Once other people start using the term you've defined with such care, you lose control of its meaning and definition. Not because they intentionally distort it: it will drift regardless. That's the case, mind you, among academics writing for professional publication, where some rigor in language is to be expected, even if it doesn't occur in fact. Move outside of that restricted space of discourse, and the sky's the limit. When you enter the arena of public discussion at any level, though, you had better be prepared to justify your definitions and your arguments.
Which takes me back to the Asexuality Wiki's remarks about graysexuality vs. asexuality: some graysexuals, it says, might identify as asexual instead "because it is not worth the bother of having to explain these one or two occasions to everyone who asks about their orientation." Again: neither graysexuality nor asexuality is an "orientation." They are identities, and avowing an identity is supposed to inform other people of things about yourself that are important to you, if not to them. "Not worth the bother"?
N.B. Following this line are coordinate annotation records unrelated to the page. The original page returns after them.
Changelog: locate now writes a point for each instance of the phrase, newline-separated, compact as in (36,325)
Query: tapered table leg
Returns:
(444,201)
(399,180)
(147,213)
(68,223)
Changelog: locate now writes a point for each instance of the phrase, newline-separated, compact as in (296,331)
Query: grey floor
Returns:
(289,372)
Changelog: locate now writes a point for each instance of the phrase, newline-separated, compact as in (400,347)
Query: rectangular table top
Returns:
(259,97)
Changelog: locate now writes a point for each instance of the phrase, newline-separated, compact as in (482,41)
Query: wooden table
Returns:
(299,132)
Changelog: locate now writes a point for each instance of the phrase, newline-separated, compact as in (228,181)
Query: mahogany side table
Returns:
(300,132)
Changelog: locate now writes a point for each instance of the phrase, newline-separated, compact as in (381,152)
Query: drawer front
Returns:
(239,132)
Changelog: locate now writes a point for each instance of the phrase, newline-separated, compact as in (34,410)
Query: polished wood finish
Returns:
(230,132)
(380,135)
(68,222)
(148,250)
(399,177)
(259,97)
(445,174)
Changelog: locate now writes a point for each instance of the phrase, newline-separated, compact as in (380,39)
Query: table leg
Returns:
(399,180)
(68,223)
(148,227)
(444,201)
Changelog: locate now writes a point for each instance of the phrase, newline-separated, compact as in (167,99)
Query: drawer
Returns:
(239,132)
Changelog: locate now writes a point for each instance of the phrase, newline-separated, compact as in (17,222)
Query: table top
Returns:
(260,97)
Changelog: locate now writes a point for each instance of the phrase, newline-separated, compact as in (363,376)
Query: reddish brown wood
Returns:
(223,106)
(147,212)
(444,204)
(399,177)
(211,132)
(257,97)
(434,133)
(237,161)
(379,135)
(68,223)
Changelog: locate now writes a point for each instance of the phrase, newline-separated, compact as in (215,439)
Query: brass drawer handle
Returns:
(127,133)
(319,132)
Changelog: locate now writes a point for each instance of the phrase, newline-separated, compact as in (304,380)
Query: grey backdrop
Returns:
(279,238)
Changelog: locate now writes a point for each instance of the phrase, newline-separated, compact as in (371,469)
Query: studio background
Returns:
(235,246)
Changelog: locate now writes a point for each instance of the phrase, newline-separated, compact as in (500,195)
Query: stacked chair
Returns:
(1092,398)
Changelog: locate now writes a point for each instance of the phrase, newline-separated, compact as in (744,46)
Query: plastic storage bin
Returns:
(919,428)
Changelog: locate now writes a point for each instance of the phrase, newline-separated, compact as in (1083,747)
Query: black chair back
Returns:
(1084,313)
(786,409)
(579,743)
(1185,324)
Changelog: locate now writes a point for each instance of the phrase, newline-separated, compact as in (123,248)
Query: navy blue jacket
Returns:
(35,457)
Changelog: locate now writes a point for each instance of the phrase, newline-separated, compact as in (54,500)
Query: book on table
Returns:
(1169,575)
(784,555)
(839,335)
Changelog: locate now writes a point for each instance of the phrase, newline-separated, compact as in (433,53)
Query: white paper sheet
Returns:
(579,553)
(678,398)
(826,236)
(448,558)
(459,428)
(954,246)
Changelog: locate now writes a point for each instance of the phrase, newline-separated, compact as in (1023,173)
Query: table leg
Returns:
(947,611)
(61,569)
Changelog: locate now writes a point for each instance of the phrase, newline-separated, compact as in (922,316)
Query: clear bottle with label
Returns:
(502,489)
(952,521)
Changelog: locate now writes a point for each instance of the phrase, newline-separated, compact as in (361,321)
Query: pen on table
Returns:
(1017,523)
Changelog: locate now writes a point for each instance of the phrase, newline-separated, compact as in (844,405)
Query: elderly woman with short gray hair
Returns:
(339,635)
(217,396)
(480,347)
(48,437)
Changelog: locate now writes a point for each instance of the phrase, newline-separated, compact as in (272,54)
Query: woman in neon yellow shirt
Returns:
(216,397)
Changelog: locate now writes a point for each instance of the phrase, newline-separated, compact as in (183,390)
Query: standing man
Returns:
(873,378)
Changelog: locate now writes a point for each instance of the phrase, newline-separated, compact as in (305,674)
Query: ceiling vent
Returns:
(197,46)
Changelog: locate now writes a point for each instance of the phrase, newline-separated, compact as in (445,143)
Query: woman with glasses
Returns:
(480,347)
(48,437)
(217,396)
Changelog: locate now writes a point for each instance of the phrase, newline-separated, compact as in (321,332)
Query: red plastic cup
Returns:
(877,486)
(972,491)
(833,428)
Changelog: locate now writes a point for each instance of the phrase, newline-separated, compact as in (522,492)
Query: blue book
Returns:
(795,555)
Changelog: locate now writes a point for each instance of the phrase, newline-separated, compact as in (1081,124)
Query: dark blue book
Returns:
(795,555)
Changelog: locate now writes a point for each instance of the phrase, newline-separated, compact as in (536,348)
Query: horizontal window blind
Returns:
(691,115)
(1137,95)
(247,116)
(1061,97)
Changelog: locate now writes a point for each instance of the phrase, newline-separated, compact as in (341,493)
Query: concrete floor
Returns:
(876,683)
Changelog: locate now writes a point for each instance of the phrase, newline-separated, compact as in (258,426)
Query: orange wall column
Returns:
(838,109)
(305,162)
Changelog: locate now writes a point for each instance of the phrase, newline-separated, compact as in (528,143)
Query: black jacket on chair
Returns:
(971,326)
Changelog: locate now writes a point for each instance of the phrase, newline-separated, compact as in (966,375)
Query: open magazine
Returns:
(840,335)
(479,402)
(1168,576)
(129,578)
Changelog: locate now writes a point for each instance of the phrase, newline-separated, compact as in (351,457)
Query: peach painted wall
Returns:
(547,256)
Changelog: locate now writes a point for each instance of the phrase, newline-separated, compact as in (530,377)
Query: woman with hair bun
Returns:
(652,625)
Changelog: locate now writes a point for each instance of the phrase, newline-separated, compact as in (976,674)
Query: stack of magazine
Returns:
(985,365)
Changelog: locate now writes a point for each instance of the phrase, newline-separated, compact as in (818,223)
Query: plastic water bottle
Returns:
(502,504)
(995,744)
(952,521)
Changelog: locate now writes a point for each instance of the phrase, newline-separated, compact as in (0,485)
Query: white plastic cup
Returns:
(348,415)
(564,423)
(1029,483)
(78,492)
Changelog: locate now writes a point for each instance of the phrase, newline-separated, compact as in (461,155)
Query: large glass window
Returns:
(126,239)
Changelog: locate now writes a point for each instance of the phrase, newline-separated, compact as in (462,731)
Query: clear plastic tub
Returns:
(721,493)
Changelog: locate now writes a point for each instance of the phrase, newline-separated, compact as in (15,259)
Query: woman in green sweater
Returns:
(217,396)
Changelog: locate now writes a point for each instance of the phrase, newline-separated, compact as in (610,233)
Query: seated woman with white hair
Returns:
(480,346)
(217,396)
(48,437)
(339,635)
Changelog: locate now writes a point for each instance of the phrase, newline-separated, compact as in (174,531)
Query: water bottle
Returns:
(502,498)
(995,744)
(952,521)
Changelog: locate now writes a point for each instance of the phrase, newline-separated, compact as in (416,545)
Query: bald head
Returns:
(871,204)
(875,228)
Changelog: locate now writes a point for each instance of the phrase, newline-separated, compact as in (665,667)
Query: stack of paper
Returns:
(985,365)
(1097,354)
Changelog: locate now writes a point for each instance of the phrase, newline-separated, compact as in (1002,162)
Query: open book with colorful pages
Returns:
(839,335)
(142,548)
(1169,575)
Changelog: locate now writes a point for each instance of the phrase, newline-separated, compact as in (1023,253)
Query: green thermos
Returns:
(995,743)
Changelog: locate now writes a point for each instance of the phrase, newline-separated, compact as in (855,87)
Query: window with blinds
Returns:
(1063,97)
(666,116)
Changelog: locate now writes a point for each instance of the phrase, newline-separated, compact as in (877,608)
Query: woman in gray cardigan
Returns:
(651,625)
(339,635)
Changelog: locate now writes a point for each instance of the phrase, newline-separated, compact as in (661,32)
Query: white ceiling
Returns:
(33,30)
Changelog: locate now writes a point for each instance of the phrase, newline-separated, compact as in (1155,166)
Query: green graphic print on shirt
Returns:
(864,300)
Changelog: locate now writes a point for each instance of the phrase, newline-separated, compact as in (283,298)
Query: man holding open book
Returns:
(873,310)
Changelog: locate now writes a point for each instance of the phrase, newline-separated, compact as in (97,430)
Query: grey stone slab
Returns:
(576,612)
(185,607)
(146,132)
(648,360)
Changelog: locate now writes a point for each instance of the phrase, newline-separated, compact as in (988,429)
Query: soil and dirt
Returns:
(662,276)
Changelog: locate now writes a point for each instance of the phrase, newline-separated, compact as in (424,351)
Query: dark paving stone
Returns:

Who asks you about your orientation anyway? Potential sexual partners? When you've reached the point where it's going to matter, it seems to me that a potential partner is entitled to a fuller and more accurate account of where you stand than a one-word brand name. As I've said before, if you can't give an accurate, honest answer, no classification system will help you. If you're not talking to a potential partner, your orientation or the level of your erotic drive is not their business. One of the really useful things I learned from the advice columnist Miss Manners is that you don't have to give detailed reasons why you're not going to have sex with someone, and there are many reasons besides asexuality or graysexuality why that should be.